Because if two nodes get the same rank, they were separated earlier by a higher-rank centroid on the recursion path.

This is the cleanest “build the centroid tree itself” anchor problem.

Example 3: Nearest Red Node¶

Suppose each node can become red, and we need:

query(u) = distance from u to the nearest red node

For each centroid c, keep:

\[ best[c] = \min \text{ distance}(c, red) \]

over all red nodes seen so far.

Then:

\[ query(u) = \min_{c \in anc[u]} \left(best[c] + dist(u, c)\right) \]

and an update of node u only touches its centroid ancestors.

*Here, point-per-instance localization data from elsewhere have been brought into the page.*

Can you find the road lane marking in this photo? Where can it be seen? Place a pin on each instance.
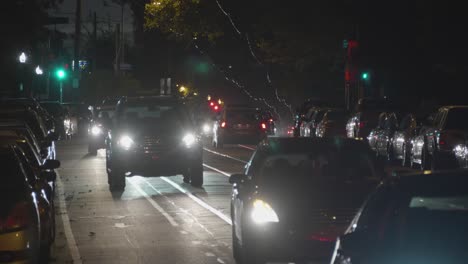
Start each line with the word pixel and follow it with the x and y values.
pixel 217 170
pixel 154 203
pixel 71 242
pixel 199 201
pixel 224 155
pixel 247 147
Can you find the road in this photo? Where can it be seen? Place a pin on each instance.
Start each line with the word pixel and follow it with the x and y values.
pixel 155 220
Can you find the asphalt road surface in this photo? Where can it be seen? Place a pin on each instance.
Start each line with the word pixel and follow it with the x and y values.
pixel 155 220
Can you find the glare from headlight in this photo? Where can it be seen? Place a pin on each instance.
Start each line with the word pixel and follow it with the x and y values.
pixel 126 142
pixel 206 128
pixel 95 130
pixel 263 213
pixel 189 139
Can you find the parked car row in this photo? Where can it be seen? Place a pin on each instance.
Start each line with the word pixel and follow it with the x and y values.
pixel 328 200
pixel 27 150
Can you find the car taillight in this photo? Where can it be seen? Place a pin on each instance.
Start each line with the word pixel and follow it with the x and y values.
pixel 17 218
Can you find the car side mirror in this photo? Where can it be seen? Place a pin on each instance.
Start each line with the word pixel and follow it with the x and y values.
pixel 53 136
pixel 237 178
pixel 51 165
pixel 49 176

That is the standard O(log n) ancestor-walk pattern.

Example 4: Counting Paths Through One Centroid¶

Suppose we want to count paths with exact length k.

At centroid c:

collect depths of nodes in one child component
count matches against depths already collected from earlier child components
then merge this child’s depths into the global counter

This counts exactly the paths that pass through c without double-counting paths fully inside one child component.

Then recurse on those child components.

That is the standard “process-through-centroid, recurse-away-from-centroid” skeleton.

Pseudocode Skeleton¶

decompose(entry, cd_parent):
    c = centroid_of_component(entry)
    record c in the centroid tree
    optionally attach per-node info against c
    mark c as removed

    for each neighbor-side component T after removing c:
        decompose(any node in T, c)

For nearest-marked-node style problems, the “attach per-node info” step often means:

add c to every node’s centroid-ancestor list
store distance from that node to c

For path-counting problems, it often means:

process all paths through c
then recurse

Implementation Notes¶

Prefer a removed[] array. Do not erase edges from adjacency lists mid-iteration.
An iterative DFS for subtree sizes is a good default on n = 2e5.
Distances to centroid ancestors can be precomputed during decomposition, so later updates/queries avoid extra LCA work.
Decide one ancestor order and document it. The starter in this repo exposes centroid ancestors nearest first.
The centroid tree recursion depth is only O(log n), but ordinary tree DFS depth is not. That is why the helper DFSes matter more than the decomposition recursion itself.

Practice Archetypes¶

build the centroid tree directly -> Ciel the Commander
find one centroid only -> Finding a Centroid
nearest active / colored node -> Xenia and Tree
count paths by exact length -> Fixed-Length Paths I
count paths by length range -> Fixed-Length Paths II